En 1910, de graves conflits familiaux avec sa femme et ses enfants qu’ils déshéritent s’ajoutent à son mal être. Il quitte le domaine familial pour rejoindre le monastère d'Optina qu’il pense être le bon refuge pour soigner ses angoisses et son âme torturée mais, arrivé dans l'oblast de Kalouga où se trouve le monastère, il change d’avis et prend le chemin du retour. Il mourra en route d’une pneumonie.

Le seul sens de la vie est de servir l’humanité.

Léon Nicolaïevitch Tolstoï


Tolstoï en 1848

Tolstoï en 1848

La famille Tolstoï

Léon Tolstoï est issu d’une vieille famille d’aristocrates. Outre de grands serviteurs de l’état, des écrivains et des militaires, il compte parmi ses ancêtre un seigneur mongol de la Horde d'or, Mamaï Khan, qui s’est réfugié en Crimée au XIVe siècle après avoir été chassé du pouvoir par les hommes de Tamerlan.

Mamaï Khan

Mamaï Khan
(Galagan Art Museum, Chernihiv, Ukraine)

Léon Tolstoï lui-même fut très prolifique, et pas seulement en tant qu’écrivain : avec sa femme il a eu treize enfants mais seulement huit d’entre eux sont parvenus à l’âge adulte,  cinq d’entre eux sont en effet morts en bas âge ou très jeunes.

Tolstoï et sa famille en 1887

Tolstoï avec ses petits-enfants, Sophie et Ilia

Tolstoï avec ses petits-enfants, Sophie et Ilia
(photo de Vladimir Chertkov)



Histoire thématique


La sonate à Kreutzer

Récit d'une tragédie conjugale, La Sonate à Kreutzer, fait polémique dès sa parution en 1889. Le titre fait référence à la sonate de Beethoven, connue sous ce nom, que joue l’un des personnages du roman. Avec ce texte, Tolstoï dévoile les paradoxes de sa personnalité et ses tourments profonds. Il montre son dégoût pour le mariage qu’il qualifie de "prostitution légalisée" et une certaine haine des femmes assimilées à la tentation.

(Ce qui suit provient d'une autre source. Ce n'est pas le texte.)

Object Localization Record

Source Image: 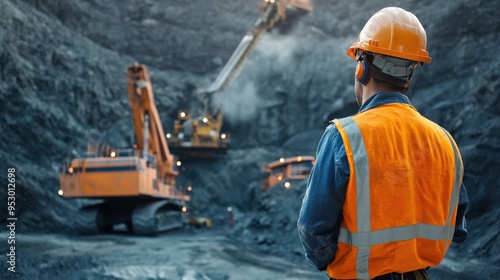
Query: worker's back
[328,103,463,279]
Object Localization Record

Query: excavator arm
[127,63,177,181]
[167,0,313,157]
[206,0,313,96]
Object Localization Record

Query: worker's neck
[361,82,380,106]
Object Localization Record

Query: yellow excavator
[59,63,190,235]
[166,0,313,157]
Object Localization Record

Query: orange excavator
[59,63,190,235]
[166,0,313,157]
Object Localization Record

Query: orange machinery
[59,63,190,235]
[167,0,313,157]
[261,156,315,191]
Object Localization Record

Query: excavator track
[132,201,185,235]
[75,205,100,234]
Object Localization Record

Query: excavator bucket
[261,0,313,20]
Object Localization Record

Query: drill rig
[166,0,313,157]
[59,63,190,235]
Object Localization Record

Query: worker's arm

Alors que lui-même a eu treize enfants, il estime que les rapports charnels ne sont autres que du vice et que l’homme doit s’abstenir de procréer dans son propre intérêt.

Sophie, l’épouse de Tolstoï voit dans ce roman une attaque personnelle et lui répond en écrivant son propre roman, À qui la faute où elle met en regard, à travers ses personnages, la bestialité masculine et les aspirations plus spirituelles de la femme,

Léon et Sophie Tolstoï, un couple tourmenté

Léon et Sophie, un couple tourmenté


Léon Tolstoï labourant
(Tableau de Ilia Repine)

Un penseur épris de justice sociale et de paix

Tolstoï n’est pas seulement un grand romancier c’est aussi un penseur dont l’influence est grande sur les mouvements sociaux, en Russie et ailleurs dans le monde.

Dans des essais, comme Ce qu’il faut faire publié en1888, il dénonce l’État, une institution qui, selon lui, protège les privilèges des riches et maintient le peuple dans la misère et l’esclavage.
A plusieurs reprises, il exprime également son opposition à la guerre et à la violence, ce qui fera dire à Gandhi que Tolstoï fut "le plus grand apôtre de la non-violence" de son époque. Un message qui sera repris plus tard par Martin Luther King, Nelson Mandela et bien d’autres.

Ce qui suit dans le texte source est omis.